The use of wild plants for food of course pre-dates the written word and is an important part of our early history. Before the onset of agriculture early man depended on big game animals and a few selected plants for food. The dependence on wild plants for food by North American Indians first begins during the Paleo-Indian period. This dependence was a gradual process brought about by changes in the climate. These climatic changes led to the decline of the big game animals. Native Americans had to adjust their lifestyle or die. During the Archaic and Woodland periods the Native Americans developed highly refined gathering skills. Those who were successful used hundreds of plants for a variety of different food products. More than 250 species of fruiting plants alone were used for food. One study in 1936 listed 1,112 species of wild plants that were used for food by Native Americans. About 1% of these were cultivated and the other 99% were growing wild (Driver,Comp. St. 209). The onset of agriculture in the Middle and Late Archaic led to the diminished use of wild plants for food.
European arrival in North America began a new era in wild plant use. Many of these early settlers relied on wild plants for food and medicine.

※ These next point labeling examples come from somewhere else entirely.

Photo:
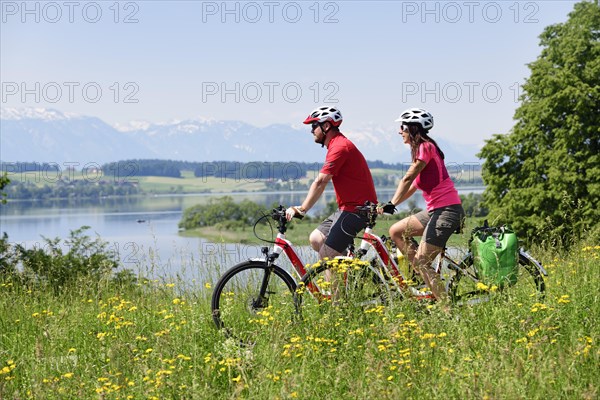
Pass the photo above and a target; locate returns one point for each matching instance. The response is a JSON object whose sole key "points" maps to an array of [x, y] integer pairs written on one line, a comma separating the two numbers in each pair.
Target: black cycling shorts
{"points": [[340, 229], [441, 223]]}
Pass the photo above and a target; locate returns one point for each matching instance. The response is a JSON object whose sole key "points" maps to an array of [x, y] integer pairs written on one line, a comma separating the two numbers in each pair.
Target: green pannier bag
{"points": [[495, 255]]}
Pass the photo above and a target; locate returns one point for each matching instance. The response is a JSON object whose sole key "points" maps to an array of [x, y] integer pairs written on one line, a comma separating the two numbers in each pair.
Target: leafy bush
{"points": [[221, 211], [52, 266]]}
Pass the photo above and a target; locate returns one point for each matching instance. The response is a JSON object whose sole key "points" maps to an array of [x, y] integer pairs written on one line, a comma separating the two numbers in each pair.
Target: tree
{"points": [[543, 177]]}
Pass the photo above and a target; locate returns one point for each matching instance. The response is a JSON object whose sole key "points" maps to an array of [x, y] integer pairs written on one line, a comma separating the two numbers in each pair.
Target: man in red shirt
{"points": [[347, 168]]}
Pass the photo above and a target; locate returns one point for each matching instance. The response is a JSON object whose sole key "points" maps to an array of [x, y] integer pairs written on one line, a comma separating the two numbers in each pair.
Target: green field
{"points": [[156, 340], [188, 183]]}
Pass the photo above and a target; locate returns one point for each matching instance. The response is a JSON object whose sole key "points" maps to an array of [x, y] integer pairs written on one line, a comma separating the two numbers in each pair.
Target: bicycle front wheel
{"points": [[466, 287], [252, 297]]}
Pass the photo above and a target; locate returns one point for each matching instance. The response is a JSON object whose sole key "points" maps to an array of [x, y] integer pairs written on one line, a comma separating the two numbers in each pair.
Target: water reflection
{"points": [[144, 230]]}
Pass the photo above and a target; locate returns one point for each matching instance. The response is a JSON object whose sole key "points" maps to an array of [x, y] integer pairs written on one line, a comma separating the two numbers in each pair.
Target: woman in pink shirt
{"points": [[444, 213]]}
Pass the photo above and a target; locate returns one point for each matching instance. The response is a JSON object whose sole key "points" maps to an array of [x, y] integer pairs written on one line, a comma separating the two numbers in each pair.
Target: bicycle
{"points": [[252, 293], [384, 278]]}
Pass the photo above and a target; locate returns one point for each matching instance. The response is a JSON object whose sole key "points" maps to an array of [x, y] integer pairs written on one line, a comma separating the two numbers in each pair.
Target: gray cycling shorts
{"points": [[441, 223], [340, 229]]}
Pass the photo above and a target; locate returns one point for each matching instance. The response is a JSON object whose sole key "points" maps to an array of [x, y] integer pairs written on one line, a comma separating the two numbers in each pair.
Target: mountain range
{"points": [[47, 135]]}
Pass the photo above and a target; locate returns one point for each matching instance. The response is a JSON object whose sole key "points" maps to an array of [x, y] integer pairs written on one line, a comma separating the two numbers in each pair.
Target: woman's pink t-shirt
{"points": [[434, 181]]}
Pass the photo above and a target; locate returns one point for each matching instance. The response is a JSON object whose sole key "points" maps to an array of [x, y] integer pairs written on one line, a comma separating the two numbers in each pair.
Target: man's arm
{"points": [[314, 193]]}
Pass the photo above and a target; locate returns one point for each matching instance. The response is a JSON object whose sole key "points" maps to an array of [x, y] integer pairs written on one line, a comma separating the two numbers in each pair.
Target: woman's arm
{"points": [[405, 188]]}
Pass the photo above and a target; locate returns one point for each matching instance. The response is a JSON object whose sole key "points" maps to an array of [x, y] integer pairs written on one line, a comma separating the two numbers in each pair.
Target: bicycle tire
{"points": [[363, 286], [238, 307], [462, 286]]}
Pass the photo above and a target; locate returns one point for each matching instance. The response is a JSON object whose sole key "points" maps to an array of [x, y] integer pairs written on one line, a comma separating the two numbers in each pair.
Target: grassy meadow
{"points": [[156, 340]]}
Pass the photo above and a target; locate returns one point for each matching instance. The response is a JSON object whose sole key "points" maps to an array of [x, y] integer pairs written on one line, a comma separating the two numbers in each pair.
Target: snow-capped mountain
{"points": [[45, 135]]}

These early settlers obtained their plant lore from the Native Americans. They recorded the uses of these plants and passed the information on to other generations. As the economy developed and urbanization increased the need for edible wild plants decreased. Exceptions to this were in rural areas and in the south during the Civil War.
Throughout the years' people have used wild plants in a supplementary fashion. It is only now that we realize the importance of edible wild plants. Publication of many guides by noted authors and naturalists have reintroduced the edible wild plant to modern man. Increased botanical study is being carried out in hopes of utilizing many of the wild plants as alternate food sources.